I’ll sometimes use a 28-day cycle as opposed to the 21-day classic cycle, in which I’m giving Revlimid at a 10- to 15-mg dose initially instead of a 25-mg dose for three weeks, give Velcade subcutaneously on a once-weekly basis, and give dexamethasone on a once-weekly basis, as well.
For those patients 75 years of age or older, or for patients who have brittle diabetes or congestive heart failure, I would lean toward a 20-mg dose of dexamethasone as opposed to a 40-mg dose of dexamethasone. This way, you can adjust the schedule of administration, and the mode of administration, with regard to Velcade. The actual dose and all of those things are important.
Toxicity is important because, again, this continuous treatment method appears to be advantageous, at least with what we have available to treat patients now. We need to minimize side effects if we are going to actually treat patients continuously. There have been a large number of regulatory approvals of therapies for patients who have had one to three prior lines of therapy. There are 4 different Revlimid/dexamethasone-based triplets that are now FDA approved: with Ninlaro, Empliciti, Kyprolis (carfilzomib), and Darzalex.
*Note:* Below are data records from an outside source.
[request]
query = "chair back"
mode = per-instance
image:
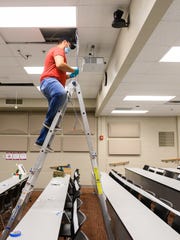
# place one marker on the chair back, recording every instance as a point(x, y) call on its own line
point(161, 211)
point(176, 223)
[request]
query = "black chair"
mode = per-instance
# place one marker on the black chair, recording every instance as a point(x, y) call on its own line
point(137, 185)
point(161, 211)
point(76, 174)
point(178, 177)
point(2, 207)
point(160, 171)
point(150, 192)
point(169, 174)
point(176, 223)
point(134, 193)
point(70, 230)
point(170, 204)
point(146, 167)
point(151, 169)
point(81, 236)
point(146, 201)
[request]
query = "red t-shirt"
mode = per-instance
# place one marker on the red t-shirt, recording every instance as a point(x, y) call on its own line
point(50, 69)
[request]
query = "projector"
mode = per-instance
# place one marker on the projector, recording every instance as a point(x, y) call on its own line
point(93, 64)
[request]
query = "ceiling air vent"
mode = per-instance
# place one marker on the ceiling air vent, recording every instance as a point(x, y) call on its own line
point(14, 101)
point(93, 64)
point(166, 139)
point(175, 102)
point(52, 35)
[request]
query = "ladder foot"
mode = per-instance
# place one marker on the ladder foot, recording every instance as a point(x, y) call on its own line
point(57, 128)
point(47, 149)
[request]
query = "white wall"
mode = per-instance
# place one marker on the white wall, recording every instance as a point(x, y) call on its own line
point(151, 153)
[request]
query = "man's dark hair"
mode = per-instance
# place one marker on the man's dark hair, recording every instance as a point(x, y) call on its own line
point(68, 39)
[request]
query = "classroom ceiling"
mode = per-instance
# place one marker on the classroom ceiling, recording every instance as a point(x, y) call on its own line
point(21, 47)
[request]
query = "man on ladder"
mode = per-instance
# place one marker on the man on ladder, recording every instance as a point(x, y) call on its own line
point(52, 83)
point(53, 80)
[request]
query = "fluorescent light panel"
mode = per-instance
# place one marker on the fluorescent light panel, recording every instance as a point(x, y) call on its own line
point(37, 17)
point(34, 70)
point(129, 111)
point(148, 98)
point(173, 55)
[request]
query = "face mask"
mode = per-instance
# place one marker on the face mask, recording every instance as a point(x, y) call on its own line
point(67, 50)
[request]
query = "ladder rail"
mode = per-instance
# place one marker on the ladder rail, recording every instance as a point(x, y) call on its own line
point(93, 158)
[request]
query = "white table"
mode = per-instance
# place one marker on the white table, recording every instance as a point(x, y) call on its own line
point(140, 222)
point(43, 220)
point(173, 170)
point(146, 194)
point(10, 182)
point(163, 186)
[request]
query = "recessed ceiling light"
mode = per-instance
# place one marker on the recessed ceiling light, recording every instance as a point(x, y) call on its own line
point(148, 98)
point(38, 17)
point(129, 111)
point(173, 55)
point(34, 70)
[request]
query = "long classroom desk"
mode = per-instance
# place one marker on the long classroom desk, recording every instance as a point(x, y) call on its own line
point(175, 170)
point(10, 182)
point(145, 194)
point(163, 186)
point(130, 218)
point(43, 220)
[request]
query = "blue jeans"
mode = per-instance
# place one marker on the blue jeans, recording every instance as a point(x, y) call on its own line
point(55, 93)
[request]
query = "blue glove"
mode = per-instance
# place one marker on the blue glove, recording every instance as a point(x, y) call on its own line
point(75, 73)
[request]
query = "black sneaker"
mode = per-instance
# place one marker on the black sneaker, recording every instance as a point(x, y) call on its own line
point(48, 148)
point(57, 128)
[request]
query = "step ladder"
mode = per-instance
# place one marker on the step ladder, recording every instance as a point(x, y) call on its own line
point(72, 87)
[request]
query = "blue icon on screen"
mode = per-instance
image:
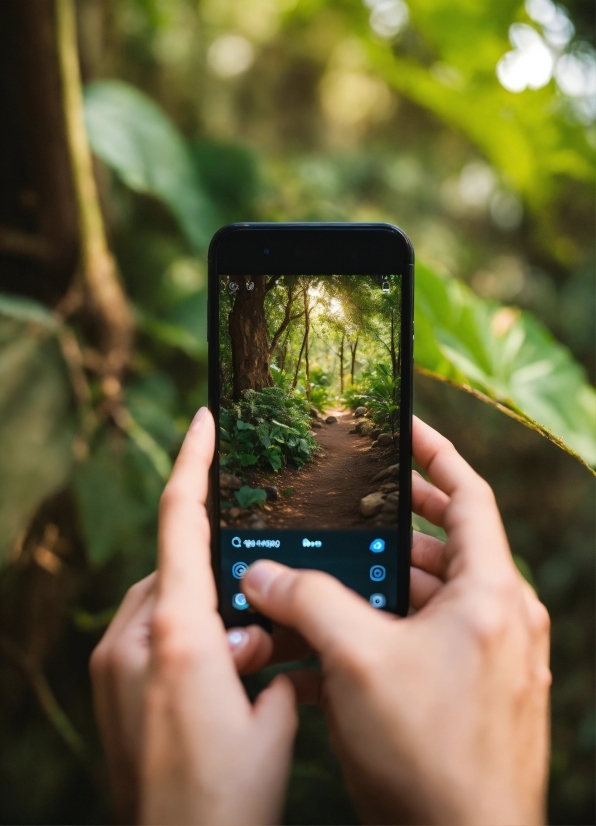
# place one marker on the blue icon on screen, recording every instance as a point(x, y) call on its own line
point(378, 573)
point(239, 569)
point(377, 545)
point(240, 602)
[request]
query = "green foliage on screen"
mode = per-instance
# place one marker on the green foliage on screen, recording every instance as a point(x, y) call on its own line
point(266, 429)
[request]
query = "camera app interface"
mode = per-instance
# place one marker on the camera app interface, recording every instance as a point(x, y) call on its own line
point(309, 379)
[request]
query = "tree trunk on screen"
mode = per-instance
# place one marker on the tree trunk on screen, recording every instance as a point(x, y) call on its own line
point(306, 335)
point(353, 348)
point(249, 335)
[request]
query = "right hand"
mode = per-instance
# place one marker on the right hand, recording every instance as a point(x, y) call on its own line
point(441, 717)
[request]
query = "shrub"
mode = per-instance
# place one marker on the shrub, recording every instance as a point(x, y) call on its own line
point(268, 429)
point(377, 391)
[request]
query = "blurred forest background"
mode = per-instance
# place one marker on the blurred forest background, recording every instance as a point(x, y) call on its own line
point(469, 124)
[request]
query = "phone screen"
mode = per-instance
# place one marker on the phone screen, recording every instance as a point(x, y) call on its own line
point(309, 386)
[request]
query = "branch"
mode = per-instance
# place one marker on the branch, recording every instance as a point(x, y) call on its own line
point(525, 420)
point(272, 282)
point(99, 271)
point(24, 245)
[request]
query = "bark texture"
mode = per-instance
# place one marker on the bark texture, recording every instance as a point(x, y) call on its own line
point(249, 336)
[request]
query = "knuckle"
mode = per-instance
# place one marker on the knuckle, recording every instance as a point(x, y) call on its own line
point(488, 624)
point(169, 497)
point(485, 491)
point(174, 648)
point(544, 677)
point(539, 618)
point(98, 662)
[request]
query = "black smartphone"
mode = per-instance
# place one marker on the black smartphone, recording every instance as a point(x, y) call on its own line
point(310, 331)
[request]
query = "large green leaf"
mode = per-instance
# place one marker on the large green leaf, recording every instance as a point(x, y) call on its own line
point(508, 358)
point(36, 415)
point(136, 138)
point(117, 490)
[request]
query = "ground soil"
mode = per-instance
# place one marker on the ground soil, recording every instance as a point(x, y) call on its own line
point(326, 492)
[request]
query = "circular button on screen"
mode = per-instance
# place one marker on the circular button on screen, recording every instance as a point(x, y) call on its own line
point(378, 573)
point(240, 602)
point(239, 569)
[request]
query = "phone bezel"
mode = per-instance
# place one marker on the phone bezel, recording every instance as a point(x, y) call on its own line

There was Kyprolis/dexamethasone which outperformed Velcade/dexamethasone in the ENDEAVOR trial. Then, we had the PANORAMA-1 results of Velcade, dexamethasone, and Farydak (panobinostat).
There are a large number of patients in the United States who are going to be treated with Revlimid-based therapies in the frontline setting until disease progression. If a patient has disease that is progressing in the face of Revlimid therapy, giving them a Revlimid/dexamethasone-based platform on their first relapse may not be as relevant. In this case, a proteasome inhibitor—based approach would make more sense, such as Kyprolis/dexamethasone and Velcade/dexamethasone with Darzalex.
Velcade/dexamethasone with Farydak has shown improvement with regard to PFS, but has fairly significant side effect issues, such as severe fatigue, gastrointestinal issues, weight loss, loss of appetite, nausea, diarrhea and significant cytopenias, that make it challenging. That particular regimen has not been used very much in this space.
For those patients who do receive a limited duration of therapy, go off treatment, and then, subsequently, relapse, those are the perfect patients for a Revlimid/dexamethasone-based platform. Then again, as we eluded to before, the Revlimid/dexamethasone with Darzalex regimen looks quite good in that setting.